Pour autant, une démarche d’organisation ne suffit pas en soi, qu’est-ce qui a pu obliger des forces féodales, par définition favorables à la fragmentation, à une unification ?

La réponse à la question se retrouve dans l’exposition par ces « Assises » du nombre d’hommes en armes que doivent fournir les seigneurs.

La fameuse forteresse dénommée « krak des Chevaliers« 

Le baron de Galilée devait envoyer 500 chevaliers, le baron d’Acre 329, le seigneur de Baruch 21… la ville de Jérusalem doit en envoyer 328, la ville de Naplouse doit en envoyer autant, etc.

Des soldats non nobles, dénommés sergents, doivent être envoyés également : l’évêque de Belesme doit en envoyer 200, la ville de Césarée 50 (et l’archevêque de la ville 50), la ville d’Acre 500, etc.

Au total, cela fait 4 259 chevaliers et 5075 sergents.
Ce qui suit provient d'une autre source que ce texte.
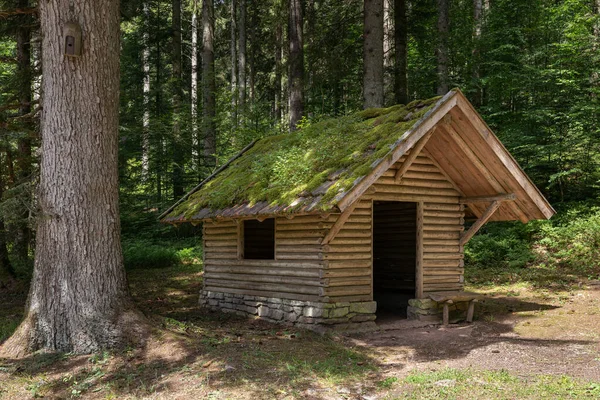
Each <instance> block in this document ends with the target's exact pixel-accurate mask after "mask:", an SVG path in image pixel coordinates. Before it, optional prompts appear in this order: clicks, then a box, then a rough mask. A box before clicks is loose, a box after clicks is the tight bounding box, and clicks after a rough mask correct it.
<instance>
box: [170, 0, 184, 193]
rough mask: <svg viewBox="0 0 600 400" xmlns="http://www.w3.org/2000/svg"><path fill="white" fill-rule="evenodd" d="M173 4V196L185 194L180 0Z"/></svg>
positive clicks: (172, 4)
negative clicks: (181, 80) (181, 99)
mask: <svg viewBox="0 0 600 400" xmlns="http://www.w3.org/2000/svg"><path fill="white" fill-rule="evenodd" d="M172 6H173V19H172V29H173V54H172V57H173V61H172V62H173V83H172V85H173V86H172V87H173V198H174V199H176V200H178V199H179V198H181V196H183V195H184V194H185V192H184V188H183V161H184V159H183V154H184V153H183V151H182V148H181V147H182V139H181V123H180V118H181V98H182V94H181V92H182V83H181V0H172Z"/></svg>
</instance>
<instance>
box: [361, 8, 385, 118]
mask: <svg viewBox="0 0 600 400" xmlns="http://www.w3.org/2000/svg"><path fill="white" fill-rule="evenodd" d="M363 40H364V43H363V61H364V71H363V108H372V107H383V0H365V2H364V27H363Z"/></svg>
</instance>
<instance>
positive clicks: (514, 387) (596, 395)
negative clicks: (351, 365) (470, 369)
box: [388, 369, 600, 399]
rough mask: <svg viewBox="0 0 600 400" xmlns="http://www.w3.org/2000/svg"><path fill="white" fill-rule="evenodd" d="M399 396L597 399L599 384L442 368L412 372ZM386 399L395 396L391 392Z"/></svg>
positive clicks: (493, 371) (480, 398)
mask: <svg viewBox="0 0 600 400" xmlns="http://www.w3.org/2000/svg"><path fill="white" fill-rule="evenodd" d="M400 383H401V384H402V385H403V390H402V398H403V399H465V398H468V399H540V398H548V399H579V398H598V396H600V383H598V382H584V381H579V380H576V379H573V378H570V377H567V376H547V375H537V376H531V377H523V376H517V375H514V374H511V373H510V372H508V371H505V370H500V371H474V370H470V369H467V370H458V369H444V370H441V371H435V372H414V373H412V374H411V375H409V376H408V377H407V378H405V379H404V380H403V381H401V382H400ZM388 398H390V399H391V398H397V397H395V395H391V397H388Z"/></svg>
C’est un chiffre très faible : il n’y a pas de réserves quasiment, les renforts d’Europe sont à la fois rares et irréguliers.

Or, les menaces sont nombreuses : il y a le califat fatimide basé au Caire, la dynastie zengide (occupant grosso modo la Syrie actuelle en débordant) avec notamment Nūr ad-Dīn (Nourredine), émir d’Alep et de Damas (vers 1146–1174).
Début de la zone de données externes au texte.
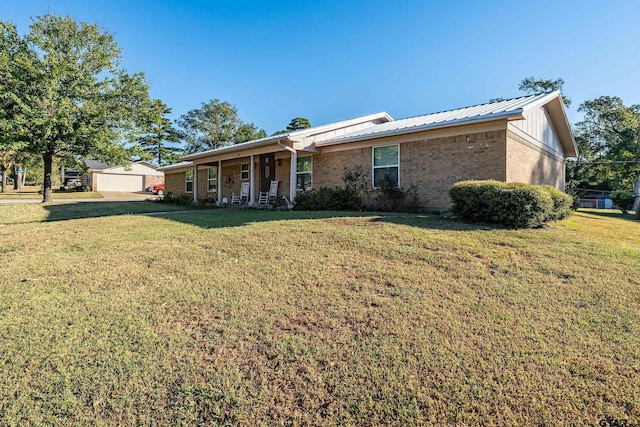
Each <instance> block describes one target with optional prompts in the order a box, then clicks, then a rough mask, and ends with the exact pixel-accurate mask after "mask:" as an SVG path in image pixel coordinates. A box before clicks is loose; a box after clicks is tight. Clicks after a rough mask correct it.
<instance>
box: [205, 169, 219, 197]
mask: <svg viewBox="0 0 640 427" xmlns="http://www.w3.org/2000/svg"><path fill="white" fill-rule="evenodd" d="M212 170H213V171H215V177H214V178H211V171H212ZM211 184H213V186H212V185H211ZM212 188H213V190H212ZM217 192H218V167H217V166H212V167H210V168H208V169H207V193H217Z"/></svg>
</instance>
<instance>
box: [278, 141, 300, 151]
mask: <svg viewBox="0 0 640 427" xmlns="http://www.w3.org/2000/svg"><path fill="white" fill-rule="evenodd" d="M278 145H279V146H280V147H281V148H284V149H285V150H287V151H291V152H292V153H294V154H295V153H296V150H295V149H293V148H291V147H289V146H288V145H284V144H283V143H282V140H281V139H279V140H278Z"/></svg>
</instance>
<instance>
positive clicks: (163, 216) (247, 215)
mask: <svg viewBox="0 0 640 427" xmlns="http://www.w3.org/2000/svg"><path fill="white" fill-rule="evenodd" d="M162 217H163V218H166V219H168V220H171V221H176V222H181V223H185V224H190V225H194V226H197V227H200V228H205V229H210V228H222V227H240V226H243V225H246V224H251V223H257V222H270V221H286V220H305V219H329V218H369V219H368V221H370V222H388V223H393V224H398V225H405V226H410V227H418V228H424V229H435V230H452V231H478V230H492V229H494V228H492V227H490V226H487V225H486V224H467V223H463V222H460V221H457V220H454V219H450V218H446V217H443V216H440V215H434V214H412V213H388V212H385V213H380V212H353V211H274V210H263V209H210V210H197V211H192V212H181V213H171V212H169V213H166V214H163V215H162Z"/></svg>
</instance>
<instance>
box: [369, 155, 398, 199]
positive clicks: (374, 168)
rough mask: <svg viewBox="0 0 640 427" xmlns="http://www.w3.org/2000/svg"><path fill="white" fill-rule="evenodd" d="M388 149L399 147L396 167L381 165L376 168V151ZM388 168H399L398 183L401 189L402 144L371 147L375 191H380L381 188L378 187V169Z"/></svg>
mask: <svg viewBox="0 0 640 427" xmlns="http://www.w3.org/2000/svg"><path fill="white" fill-rule="evenodd" d="M387 147H398V161H397V163H396V164H395V165H380V166H376V155H375V153H376V149H377V148H387ZM388 168H398V182H397V183H396V185H397V187H396V188H400V144H388V145H376V146H373V147H371V187H372V188H374V189H379V188H380V187H377V186H376V181H375V179H376V172H375V171H376V169H388Z"/></svg>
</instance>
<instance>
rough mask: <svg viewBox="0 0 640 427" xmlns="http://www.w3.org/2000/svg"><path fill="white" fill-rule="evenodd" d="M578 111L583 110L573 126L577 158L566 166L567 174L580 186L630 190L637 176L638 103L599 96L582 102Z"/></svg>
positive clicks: (638, 116) (638, 119)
Le premier est subordonné au second, par l’intermédiaire de Ṣalāḥ ad-Dīn Yūsuf ibn Ayyūb (Saladin), qui instaure un sultanat Ayyoubide, lui-même devenant le principal antagoniste des croisé, par ailleurs victorieux avec notamment la prise de Jérusalem.

Pièce de 1182 avec Saladin coiffé d’une couronne
typique de l’empire perse sassanide

Acre devint la capitale des croisés ; elle tomba en 1291, ce qui marqua la fin des « États latins d’Orient ».

Il ne faut, évidemment, pas se leurrer : dans un tel contexte, les Assises de Jérusalem étaient un document « idéal » qui, en pratique, ne décidait certainement pas tout. L’ordre féodal présenté existait surtout sur le papier, comme le dit Friedrich Engels.

C’était une « pure » expression de la féodalité, car ce n’est pas tant la monarchie qui est sacralisée que l’aristocratie qui se voit accorder la place fondamentale de notables, mais c’était dû à des conditions bien particulières.

Ce n’était que le reflet idéalisé, « parfait », du féodalisme européen. C’est en un sens, si on le regarde positivement, une vision négative du féodalisme au sens où toutes les « impuretés » (coutumière, communale, royale, impérial) sont rejetées.

Inversement, si on le regarde négativement, c’est une dimension positive du féodalisme qui confine à l’abstraction.